Any opinions on which way to go? My plan was to go the Campy route, but the excellent Shimano bikes I have seen here have me second guessing. Thanks.


----------



## cyclevt (Aug 6, 2004)

*Sram!*

The stuff works great and feel wonderful.

I have a Merckx MXM with SRAM Force... nice combo.


----------



## chas0039 (Jun 26, 2007)

After 22 years of Shimano, I have switched to Campy and have no regrets. One of the best parts is how Campy quality pervades the entire product line, with the differences being in finish and weight.


----------



## raymonda (Jan 31, 2007)

Late 80's there was no such thing as a 130 spacing. Therefore, the rear triangle was spread to fit 130.

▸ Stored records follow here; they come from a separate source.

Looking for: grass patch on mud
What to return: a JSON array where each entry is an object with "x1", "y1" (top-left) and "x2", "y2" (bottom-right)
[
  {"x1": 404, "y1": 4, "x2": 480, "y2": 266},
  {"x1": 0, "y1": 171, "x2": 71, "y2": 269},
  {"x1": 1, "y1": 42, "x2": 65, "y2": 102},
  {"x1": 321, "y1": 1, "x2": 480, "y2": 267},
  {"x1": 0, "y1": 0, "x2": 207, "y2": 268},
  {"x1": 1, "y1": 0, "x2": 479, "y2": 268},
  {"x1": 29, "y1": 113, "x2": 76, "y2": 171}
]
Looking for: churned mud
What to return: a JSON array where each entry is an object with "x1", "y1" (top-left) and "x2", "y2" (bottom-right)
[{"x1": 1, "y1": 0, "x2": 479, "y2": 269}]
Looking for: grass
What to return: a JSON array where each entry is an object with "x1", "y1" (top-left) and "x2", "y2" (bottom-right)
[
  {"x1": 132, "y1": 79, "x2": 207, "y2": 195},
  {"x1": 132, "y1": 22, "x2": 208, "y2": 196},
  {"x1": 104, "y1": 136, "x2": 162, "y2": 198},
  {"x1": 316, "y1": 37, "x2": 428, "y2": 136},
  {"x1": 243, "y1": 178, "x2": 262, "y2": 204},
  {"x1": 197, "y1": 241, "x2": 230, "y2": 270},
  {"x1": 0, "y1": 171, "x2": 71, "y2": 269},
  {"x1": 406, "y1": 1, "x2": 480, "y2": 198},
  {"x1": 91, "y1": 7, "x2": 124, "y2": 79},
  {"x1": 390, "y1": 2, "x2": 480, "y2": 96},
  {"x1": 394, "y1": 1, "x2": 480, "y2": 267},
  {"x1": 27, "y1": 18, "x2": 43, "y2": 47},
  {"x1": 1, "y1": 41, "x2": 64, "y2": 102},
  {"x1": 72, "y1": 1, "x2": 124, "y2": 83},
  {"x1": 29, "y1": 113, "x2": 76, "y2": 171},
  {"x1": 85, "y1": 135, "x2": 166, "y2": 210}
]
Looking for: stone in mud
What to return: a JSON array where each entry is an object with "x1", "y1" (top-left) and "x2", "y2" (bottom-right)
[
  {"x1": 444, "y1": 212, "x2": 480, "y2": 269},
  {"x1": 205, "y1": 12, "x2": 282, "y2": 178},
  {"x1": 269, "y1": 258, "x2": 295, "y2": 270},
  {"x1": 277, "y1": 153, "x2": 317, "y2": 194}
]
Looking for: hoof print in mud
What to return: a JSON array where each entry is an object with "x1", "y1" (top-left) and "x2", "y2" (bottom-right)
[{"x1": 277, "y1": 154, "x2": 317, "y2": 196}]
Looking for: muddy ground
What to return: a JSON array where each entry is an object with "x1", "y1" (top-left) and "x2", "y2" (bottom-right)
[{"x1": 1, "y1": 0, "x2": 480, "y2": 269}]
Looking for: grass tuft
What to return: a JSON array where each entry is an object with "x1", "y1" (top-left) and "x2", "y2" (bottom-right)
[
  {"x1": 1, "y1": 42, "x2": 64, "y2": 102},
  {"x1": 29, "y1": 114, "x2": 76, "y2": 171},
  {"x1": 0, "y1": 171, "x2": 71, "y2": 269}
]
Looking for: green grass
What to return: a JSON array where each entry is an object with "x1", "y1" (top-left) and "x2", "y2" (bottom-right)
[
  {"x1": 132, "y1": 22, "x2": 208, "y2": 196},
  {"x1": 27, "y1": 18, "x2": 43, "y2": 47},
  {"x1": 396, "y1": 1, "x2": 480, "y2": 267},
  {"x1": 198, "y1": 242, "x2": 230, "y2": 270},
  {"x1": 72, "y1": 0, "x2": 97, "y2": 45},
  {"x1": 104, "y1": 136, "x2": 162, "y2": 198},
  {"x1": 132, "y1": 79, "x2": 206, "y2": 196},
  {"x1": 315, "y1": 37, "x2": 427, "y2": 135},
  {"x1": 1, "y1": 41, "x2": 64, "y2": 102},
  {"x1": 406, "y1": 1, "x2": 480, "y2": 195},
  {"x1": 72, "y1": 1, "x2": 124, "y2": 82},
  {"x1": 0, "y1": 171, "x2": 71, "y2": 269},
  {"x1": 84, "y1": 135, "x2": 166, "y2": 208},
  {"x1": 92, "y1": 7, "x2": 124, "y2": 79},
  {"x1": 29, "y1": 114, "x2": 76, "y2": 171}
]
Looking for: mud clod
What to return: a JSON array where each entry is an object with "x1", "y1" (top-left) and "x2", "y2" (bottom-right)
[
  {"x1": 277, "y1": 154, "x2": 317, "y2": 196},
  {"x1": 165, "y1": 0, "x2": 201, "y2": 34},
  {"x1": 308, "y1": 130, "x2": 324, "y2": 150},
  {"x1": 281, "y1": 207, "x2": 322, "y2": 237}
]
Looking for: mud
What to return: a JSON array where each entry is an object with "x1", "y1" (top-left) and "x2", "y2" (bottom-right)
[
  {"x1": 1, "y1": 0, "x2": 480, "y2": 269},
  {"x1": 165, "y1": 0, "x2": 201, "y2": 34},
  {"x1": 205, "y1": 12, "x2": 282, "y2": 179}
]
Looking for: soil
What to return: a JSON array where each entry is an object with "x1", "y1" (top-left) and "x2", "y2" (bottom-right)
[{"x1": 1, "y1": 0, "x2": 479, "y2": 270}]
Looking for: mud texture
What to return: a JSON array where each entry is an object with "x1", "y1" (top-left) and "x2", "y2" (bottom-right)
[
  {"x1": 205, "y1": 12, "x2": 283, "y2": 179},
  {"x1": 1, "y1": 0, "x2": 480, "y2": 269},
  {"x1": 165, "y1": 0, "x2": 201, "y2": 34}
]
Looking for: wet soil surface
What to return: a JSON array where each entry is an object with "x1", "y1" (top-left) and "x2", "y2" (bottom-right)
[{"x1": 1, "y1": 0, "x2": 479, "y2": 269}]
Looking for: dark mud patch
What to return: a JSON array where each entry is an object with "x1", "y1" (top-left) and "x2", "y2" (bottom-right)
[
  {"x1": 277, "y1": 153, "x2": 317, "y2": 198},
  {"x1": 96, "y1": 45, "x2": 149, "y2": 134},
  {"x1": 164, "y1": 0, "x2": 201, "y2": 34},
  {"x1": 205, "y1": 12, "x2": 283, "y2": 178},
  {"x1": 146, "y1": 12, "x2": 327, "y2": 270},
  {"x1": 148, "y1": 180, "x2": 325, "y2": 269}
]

That being said, if it is a Slurppy then you need to go with Dura Ace and down tube shifters, since that is what they rode. If it is anything else go with Campy.


----------



## migman (Aug 13, 2008)

I am uncertain of the year but my frame looks exactly like the one on the far left of this catalog page except the seatstays are like the other three.

https://www.bulgier.net/pics/bike/Catalogs/eddy_merckx3/4.jpg


----------



## raymonda (Jan 31, 2007)

Nice! I would go with a Retro-neuvou look. Build it up with Campy!


----------



## kjmunc (Sep 19, 2005)

Go w/Campy......and sell me your DA hubs/Nemesis tubulars!! ;-)

Can't go wrong either way, but I am slowly compiling Record parts to make the jump from Shimano to Campy on my Merckx too. A little change never hurt anybody!


----------